Aerospace company SpaceX made out like a bandit when it went public earlier this month.
A total of $85.7 billion in funds raised.
Elon Musk (SpaceX’s founder) emerged at the end of this IPO as the world’s very first trillionaire.
How about that.
On the surface, it may seem like all of this success is due 100 percent entirely thanks to 24 years of hard work on the part of SpaceX. After all, SpaceX carried out its hundreds of missions, landings and reflights all on the back of its own hard work, right?
It also provides broadband to 160 countries solely through its own private Starlink satellite network, right? It also shaped Grok to be the international generative AI chatbot giant it is today, right?
So it personally and completely earned all of these profits, right?
Not so fast. There’s another side here.
You have to take into consideration just how much of its runaway success is entirely dependent upon being able to operate while passively benefiting from economic value provided by society.
Think about it.
SpaceX controls thousands of acres of land, such as its core production and launch facility in Texas. It operates on these valuable lands without paying a penny in the value of these lands that exists independent on the company’s efforts. Same with its AI data centers in Memphis, which are needed to run and train Grok.
That’s okay. All good.
But have you ever thought of a satellite as a building. And the space that said satellite (building) occupies that no other satellite can.

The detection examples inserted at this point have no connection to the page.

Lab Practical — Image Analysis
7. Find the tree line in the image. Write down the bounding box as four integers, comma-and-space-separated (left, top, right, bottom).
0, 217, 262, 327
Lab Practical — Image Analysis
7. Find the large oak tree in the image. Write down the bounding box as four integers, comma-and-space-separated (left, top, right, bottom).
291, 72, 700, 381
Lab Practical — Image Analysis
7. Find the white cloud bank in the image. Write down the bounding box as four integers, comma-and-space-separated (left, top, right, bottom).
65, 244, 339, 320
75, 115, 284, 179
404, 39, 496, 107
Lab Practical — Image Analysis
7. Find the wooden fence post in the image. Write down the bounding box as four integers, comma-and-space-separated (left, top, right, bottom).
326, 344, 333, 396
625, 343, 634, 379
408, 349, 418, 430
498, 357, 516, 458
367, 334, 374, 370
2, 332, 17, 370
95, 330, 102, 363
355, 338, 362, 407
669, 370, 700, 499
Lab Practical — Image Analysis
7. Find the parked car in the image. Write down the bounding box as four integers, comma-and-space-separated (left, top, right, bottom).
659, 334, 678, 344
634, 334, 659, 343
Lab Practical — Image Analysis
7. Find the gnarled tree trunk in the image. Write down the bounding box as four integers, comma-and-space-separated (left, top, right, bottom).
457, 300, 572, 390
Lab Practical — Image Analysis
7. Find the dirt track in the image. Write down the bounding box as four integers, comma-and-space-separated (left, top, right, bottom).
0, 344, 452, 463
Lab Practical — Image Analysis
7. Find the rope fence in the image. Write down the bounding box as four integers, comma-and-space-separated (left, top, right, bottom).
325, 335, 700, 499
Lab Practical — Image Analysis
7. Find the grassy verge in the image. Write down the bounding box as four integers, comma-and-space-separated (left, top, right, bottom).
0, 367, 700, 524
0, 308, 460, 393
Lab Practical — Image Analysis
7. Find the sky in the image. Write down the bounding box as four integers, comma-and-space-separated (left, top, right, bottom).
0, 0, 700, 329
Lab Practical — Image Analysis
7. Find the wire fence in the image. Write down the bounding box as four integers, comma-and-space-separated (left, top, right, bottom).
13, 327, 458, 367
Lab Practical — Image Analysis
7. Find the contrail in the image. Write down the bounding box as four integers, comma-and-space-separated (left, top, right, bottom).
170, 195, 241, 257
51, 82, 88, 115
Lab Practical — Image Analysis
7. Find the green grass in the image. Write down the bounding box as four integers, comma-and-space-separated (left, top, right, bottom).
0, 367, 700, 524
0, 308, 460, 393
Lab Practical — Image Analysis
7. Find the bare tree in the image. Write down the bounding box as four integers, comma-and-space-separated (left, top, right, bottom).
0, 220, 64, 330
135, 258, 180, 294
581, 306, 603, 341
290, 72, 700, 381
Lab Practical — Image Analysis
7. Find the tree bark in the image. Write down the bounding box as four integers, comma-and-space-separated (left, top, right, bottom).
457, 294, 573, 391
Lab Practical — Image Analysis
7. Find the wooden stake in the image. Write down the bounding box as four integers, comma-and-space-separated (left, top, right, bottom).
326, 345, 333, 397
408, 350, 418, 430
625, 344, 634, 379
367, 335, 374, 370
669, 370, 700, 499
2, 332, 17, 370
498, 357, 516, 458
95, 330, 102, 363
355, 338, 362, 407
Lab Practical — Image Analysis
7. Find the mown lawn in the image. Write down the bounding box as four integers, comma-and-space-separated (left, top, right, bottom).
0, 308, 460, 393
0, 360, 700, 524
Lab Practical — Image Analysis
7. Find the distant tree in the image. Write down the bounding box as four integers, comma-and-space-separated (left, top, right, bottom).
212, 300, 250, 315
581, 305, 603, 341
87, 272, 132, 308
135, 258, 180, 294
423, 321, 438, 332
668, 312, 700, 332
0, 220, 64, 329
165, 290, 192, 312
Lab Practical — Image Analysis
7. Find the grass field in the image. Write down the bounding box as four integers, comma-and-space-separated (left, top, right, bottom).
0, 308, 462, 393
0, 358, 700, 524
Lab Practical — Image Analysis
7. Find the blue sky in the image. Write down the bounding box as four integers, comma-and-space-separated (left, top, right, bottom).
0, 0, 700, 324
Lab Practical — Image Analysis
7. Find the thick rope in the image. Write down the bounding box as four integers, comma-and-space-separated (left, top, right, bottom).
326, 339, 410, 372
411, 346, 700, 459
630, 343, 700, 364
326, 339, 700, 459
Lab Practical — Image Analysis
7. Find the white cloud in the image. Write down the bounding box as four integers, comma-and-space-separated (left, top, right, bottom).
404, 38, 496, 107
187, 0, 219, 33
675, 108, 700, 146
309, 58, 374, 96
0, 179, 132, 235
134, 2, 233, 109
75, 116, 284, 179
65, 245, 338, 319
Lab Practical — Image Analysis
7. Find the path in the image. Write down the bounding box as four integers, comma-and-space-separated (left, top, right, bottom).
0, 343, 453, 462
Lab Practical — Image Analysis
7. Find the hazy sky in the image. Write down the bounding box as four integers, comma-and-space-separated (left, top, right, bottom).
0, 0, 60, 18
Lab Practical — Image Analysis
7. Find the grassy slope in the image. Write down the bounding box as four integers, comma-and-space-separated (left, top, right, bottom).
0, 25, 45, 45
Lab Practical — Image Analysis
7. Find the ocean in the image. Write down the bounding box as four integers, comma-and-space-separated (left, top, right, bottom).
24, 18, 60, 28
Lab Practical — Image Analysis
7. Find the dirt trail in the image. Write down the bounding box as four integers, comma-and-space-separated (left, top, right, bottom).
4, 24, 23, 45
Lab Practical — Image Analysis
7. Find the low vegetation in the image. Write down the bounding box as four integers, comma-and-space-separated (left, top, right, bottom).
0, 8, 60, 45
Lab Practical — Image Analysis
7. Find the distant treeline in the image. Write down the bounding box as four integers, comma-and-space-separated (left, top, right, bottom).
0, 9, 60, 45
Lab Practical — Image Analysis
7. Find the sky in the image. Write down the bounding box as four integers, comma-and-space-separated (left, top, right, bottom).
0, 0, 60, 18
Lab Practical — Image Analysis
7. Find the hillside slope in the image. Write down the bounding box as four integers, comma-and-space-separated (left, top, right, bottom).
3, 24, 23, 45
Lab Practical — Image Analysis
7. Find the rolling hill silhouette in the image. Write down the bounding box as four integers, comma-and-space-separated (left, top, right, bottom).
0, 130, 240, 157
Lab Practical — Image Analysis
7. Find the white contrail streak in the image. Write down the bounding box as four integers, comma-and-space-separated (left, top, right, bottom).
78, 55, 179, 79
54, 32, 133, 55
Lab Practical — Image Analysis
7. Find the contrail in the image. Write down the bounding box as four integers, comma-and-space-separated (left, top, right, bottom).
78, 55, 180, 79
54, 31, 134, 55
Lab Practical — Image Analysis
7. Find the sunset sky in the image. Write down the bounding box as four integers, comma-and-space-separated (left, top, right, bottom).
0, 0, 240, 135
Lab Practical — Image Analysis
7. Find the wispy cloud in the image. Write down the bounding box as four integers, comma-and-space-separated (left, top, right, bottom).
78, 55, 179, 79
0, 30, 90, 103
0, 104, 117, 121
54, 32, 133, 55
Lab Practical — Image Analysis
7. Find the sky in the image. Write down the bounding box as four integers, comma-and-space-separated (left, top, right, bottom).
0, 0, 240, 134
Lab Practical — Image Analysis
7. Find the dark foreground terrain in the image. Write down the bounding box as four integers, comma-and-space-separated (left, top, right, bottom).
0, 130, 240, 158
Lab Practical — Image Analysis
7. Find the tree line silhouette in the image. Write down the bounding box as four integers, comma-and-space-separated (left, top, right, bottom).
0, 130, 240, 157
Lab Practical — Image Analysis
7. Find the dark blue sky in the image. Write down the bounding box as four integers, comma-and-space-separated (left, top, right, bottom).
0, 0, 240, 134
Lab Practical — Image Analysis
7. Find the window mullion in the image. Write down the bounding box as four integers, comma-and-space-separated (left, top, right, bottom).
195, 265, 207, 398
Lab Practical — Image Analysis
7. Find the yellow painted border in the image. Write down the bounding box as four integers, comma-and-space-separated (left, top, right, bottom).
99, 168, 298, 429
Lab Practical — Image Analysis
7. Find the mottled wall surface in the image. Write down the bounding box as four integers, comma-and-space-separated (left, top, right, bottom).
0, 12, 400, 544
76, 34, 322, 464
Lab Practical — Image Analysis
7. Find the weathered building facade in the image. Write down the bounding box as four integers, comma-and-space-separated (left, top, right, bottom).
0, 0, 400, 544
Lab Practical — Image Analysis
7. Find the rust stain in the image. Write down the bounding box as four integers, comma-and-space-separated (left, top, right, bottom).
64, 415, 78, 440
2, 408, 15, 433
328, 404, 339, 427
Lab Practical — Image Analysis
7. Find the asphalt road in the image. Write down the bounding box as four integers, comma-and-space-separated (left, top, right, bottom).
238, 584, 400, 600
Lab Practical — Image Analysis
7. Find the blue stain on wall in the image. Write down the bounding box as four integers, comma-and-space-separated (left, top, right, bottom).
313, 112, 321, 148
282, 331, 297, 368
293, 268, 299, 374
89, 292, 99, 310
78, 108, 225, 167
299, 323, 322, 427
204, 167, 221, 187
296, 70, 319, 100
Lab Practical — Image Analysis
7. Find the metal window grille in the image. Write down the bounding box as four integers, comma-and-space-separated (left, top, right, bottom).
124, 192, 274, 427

And not only that, up high, Starlink’s satellite network requires government permission to occupy finite spaces in our planet’s orbit. A government granted license. It does so without paying society any money for these precise locations, the enclosure that satellites need to operate.
All of this is real estate. Whether it’s the ground locations you’re used to seeing or now the orbital ones. We just let them have it. And it’s only going to get bigger and more valuable.

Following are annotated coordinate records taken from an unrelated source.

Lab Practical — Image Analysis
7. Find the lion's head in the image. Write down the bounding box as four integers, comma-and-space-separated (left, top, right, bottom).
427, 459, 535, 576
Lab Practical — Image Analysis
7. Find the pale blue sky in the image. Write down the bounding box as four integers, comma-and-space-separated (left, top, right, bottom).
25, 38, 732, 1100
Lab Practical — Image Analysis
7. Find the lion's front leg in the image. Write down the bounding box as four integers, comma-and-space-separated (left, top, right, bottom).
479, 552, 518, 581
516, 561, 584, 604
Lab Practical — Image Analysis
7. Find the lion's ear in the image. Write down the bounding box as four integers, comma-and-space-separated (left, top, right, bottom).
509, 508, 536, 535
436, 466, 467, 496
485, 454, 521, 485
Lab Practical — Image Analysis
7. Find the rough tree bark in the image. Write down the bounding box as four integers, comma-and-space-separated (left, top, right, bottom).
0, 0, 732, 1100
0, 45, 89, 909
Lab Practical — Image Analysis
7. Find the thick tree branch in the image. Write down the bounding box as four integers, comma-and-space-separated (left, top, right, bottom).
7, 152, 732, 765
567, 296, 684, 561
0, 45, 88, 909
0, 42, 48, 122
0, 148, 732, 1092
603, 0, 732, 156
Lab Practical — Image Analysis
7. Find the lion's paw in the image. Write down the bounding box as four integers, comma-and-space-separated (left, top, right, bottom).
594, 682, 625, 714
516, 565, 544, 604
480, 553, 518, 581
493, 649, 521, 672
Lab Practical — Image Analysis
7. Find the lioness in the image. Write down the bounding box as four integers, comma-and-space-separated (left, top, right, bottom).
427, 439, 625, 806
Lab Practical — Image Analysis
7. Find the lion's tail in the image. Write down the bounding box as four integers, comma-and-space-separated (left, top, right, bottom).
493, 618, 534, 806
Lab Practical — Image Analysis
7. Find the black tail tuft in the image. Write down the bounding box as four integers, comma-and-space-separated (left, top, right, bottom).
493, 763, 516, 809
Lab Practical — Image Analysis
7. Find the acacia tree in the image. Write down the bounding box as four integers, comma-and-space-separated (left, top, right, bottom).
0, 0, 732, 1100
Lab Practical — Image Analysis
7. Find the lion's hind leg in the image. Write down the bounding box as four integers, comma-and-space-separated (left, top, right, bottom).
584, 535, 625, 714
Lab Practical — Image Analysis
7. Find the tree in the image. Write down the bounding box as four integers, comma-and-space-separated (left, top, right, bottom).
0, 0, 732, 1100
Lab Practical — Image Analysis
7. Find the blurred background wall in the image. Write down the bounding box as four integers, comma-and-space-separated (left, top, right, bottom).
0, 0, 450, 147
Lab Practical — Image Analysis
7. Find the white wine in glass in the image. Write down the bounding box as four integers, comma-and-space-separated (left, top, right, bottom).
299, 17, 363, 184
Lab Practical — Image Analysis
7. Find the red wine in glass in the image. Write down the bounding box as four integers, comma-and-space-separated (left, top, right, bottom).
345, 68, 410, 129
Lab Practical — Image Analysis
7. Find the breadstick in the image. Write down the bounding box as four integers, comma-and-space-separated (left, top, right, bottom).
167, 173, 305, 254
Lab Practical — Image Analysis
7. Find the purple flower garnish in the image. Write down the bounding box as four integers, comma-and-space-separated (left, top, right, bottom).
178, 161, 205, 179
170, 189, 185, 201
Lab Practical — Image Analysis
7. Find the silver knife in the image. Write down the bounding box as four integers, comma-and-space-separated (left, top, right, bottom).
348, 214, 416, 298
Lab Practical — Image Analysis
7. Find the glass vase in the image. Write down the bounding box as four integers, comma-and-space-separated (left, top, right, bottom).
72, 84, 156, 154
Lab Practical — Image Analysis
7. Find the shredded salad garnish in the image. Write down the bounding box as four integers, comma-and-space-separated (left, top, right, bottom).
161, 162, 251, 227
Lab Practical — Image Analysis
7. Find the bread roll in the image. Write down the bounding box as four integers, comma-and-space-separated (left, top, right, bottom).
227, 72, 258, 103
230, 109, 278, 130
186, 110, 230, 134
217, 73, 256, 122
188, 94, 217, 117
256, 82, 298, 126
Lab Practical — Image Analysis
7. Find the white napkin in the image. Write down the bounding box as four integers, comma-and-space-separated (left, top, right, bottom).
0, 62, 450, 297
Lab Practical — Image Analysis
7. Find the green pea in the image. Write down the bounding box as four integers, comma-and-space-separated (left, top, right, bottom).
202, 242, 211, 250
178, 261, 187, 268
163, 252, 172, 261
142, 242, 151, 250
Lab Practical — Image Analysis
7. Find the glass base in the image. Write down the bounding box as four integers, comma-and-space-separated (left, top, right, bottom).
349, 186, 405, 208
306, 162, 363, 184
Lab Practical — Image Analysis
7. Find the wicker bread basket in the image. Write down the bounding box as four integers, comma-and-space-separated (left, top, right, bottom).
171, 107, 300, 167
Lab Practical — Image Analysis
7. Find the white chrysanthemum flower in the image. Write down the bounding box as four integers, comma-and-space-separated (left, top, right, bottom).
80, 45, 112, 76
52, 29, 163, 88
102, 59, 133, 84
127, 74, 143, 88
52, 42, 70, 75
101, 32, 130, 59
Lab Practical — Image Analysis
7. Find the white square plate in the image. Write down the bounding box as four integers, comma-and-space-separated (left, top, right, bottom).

SpaceX is as big as it is precisely because it’s going to profit from real estate enclosure in ways you may not even have thought of yet. But Musk certainly has. The prize isn’t space actually. It’s the treasure trove of minerals in the asteroids.

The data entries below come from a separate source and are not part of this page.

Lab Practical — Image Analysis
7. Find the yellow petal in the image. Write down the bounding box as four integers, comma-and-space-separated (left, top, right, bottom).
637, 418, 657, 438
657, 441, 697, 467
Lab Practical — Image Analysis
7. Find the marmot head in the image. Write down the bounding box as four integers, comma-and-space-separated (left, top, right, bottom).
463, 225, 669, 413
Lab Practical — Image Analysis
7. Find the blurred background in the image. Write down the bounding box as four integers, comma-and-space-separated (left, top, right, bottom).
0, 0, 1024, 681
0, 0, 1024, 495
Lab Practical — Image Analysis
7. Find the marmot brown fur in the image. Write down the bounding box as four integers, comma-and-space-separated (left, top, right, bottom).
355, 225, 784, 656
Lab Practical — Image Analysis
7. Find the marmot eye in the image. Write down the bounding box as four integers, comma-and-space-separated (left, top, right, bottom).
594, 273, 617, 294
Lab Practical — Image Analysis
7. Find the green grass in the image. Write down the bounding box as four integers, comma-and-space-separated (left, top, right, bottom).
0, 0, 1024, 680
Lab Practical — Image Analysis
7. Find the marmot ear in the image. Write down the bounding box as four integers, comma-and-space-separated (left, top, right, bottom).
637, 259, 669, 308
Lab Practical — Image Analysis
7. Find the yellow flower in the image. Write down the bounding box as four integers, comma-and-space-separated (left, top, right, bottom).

A value, quadtrillions, to be protected by Trump’s ‘Space-force’. It’s shaping up like Weylan Enterprises out of that film Prometheus.
The enclosure of vast Rental sums that in reality could be taken by society and given back to you as a citizen’s dividend.
But there’s more.
There’s also another threat on the horizon. Other countries, like China, are going to want to get in on the planet’s limited orbital space for their own satellites.
Not to mention the asteroids. We may be forced to choose soon. Private accumulation or a proper citizen’s dividend.
A rental value to be shared by everyone. Not the profits, just the rental value. The Rent, the whole Rent and nothing but the Rent. Just something you may like to think about.